The team put him down and he reached for Hazel, his eyes soft. “Look at you in your race gear. Starting her early, are we?”

“She insisted,” I said, my voice steady despite the tremor inside me.

He grinned, scooping her up and bouncing her as if the cameras didn’t exist. He kissed the top of her head, voice dropping conspiratorially.

“Told you I’d win, Hazelnut. Daddy doesn’t lose when his best girl’s in the crowd.” His eyes slid to me, smug as hell.

I rolled my eyes, unable to help the smile tugging at my lips.

He winked, lowering Hazel so she could gnaw on his medal. “She deserves a little showboating. First race in team kit and I win. She’s a proper talisman now.”

“She’s going to expect a trophy every time she puts this on,” I muttered, trying to be annoyed but failing.

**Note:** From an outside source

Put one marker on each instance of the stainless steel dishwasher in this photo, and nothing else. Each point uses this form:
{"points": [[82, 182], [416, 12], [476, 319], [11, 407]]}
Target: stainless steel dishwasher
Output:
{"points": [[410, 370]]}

His gaze dropped to my lips for half a second and he took a step closer to me, ducking his head. “The t-shirt suits you.”

“Don’t get used to it.”

“Too late.” His breath ghosted across my skin, voice pitched low and filthy. “I’m fucking you in that tonight.”

Before I could fire back any sort of response, Liam crashed into us, arms wide and shouting, totally oblivious to the gauntlet Griffin had just thrown at my feet,

“That was unreal, mate! You see the look on Stefano’s face when you took him? Beautiful!” He caught Hazel’s hand, shaking it solemnly. “Photo time! Get in, everyone!”

Without warning, Griffin’s arm looped around my waist, pulling me into the crush of mechanics and engineers, everyone crowding in for the cameras.

“No, no. I’m okay.” I twisted out of his grip, scooping Hazel back and slipping to the edge of the group.

Griffin didn’t argue, just nodded and smiled for the photographers.

I hovered on the periphery, watching the team close ranks around their champion. It felt like belonging and exile all at once, but I couldn’t risk us being photographed with him and then Julian losing his mind. We were already tempting fate.

CHAPTER THIRTY-SIX

GRIFFIN

The hotel suite was quiet when I slipped in dead on my feet a little after 7 PM. Podium celebrations, the press conference, a drawn-out debrief, and dinner with the team had wrung every last drop of adrenaline from my system. The victory high had dissolved into a bone-deep exhaustion that left me buzzing and empty all at once.

All I wanted was to hold my daughter, and collapse into bed with Violet, and forget the relentless, noisy world existed for a few hours.

The door clicked shut behind me and I kicked off my shoes, leaving them by the door. I started tugging at the buttons of my team polo but paused, frowning at the suite. Something was wrong.